In an accompanying essay, Collins’s twin brother, Jarron, also an N.B.A. veteran, wrote that he “had no idea” that Jason was gay until Jason told him last summer.
Amaechi, who announced that he was gay after a five-year N.B.A. career, called Collins’s public declaration “undoubtedly groundbreaking.”
“We are unusually blessed to have such an eloquent spokesperson,” Amaechi said in a phone interview from England, where he lives. “When I say ‘we,’ I mean society, as opposed to just gay people. Anybody who has ever interviewed Jason knows he is not just your average athlete. He’s cerebral, thoughtful, kind — so many things that many athletes are not enough of. Add this authentic declaration on top of things, it makes him one of the perfect role models for our young people, regardless of their sexual orientation, color or gender.”
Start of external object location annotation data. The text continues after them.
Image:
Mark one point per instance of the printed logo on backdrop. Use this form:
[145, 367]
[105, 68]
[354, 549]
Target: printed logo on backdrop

Amaechi was among several gay-rights advocates who said it matters whether Collins plays next season.
“If he’s not on a team, he’s just another guy who did it at the end of his career, and he retired,” said Jim Buzinski, a co-founder of Outsports, a Web site devoted to gays and sports. “Until we see him walking onto a court, in either a starting lineup or in a backup role off the bench, and there’s that anticipation that Jason Collins is going to step on the floor — it’s not going to matter as much until that moment. That’s what everyone is waiting for.”
Still, Buzinski and others said this moment was a historic one.